- Born: Mary Ann Cohen 1850 Scheveningen, The Hague, the Netherlands
- Died: December 15, 1943 (aged 93) San Francisco, California, U.S.
- Resting place: Hills of Eternity Memorial Park, Colma, California, US
- Occupation: Businesswoman
- Spouse: Isaac Magnin
- Children: 8
- Relatives: Edgar Magnin (grandson) Cyril Magnin (grandson) Mae Brussell (great granddaughter)

= Mary Ann Magnin =

Dutch-American businesswoman

Mary Ann Magnin (1850–1943) was a Dutch-American businesswoman. She was the co-founder of I. Magnin, an upscale "specialty store" in San Francisco, California.

==Early life==
Mary Ann Cohen was born in 1850 in Scheveningen, The Hague, the Netherlands. Her father was a rabbi. She immigrated to England with her parents, settling in London, where she grew up.

==Career==
In the wake of the California Gold Rush, she decided to immigrate to the West coast of the United States with her husband and children. They arrived in San Francisco in 1875, traveling via Cape Horn. She established a clothing store in Oakland, where she sold baby clothes, lingerie, and bridal trousseaux. Two years later, in 1877, she moved the business to a larger store in San Francisco, and it became known as I. Magnin.

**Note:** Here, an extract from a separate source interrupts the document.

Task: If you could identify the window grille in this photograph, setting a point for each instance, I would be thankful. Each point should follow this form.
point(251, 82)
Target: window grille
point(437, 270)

Even though she retired in 1900, she kept visiting her store daily until her death.

==Personal life==
She married Isaac Magnin on October 8, 1865, at the Great Synagogue of London. She was only fifteen years old. They had eight children: Samuel, Henrietta, Joseph, Emanuel John, Victor, Lucille, Flora, and Grover. They resided at the Saint Francis Hotel on Union Square. San Francisco artist May Slessinger painted miniature portraits of Mary Ann Magnin and her son Grover.

==Death==
She died on December 15, 1943, in San Francisco, California. She was ninety-three years old. She is buried at Hills of Eternity Memorial Park in Colma, California.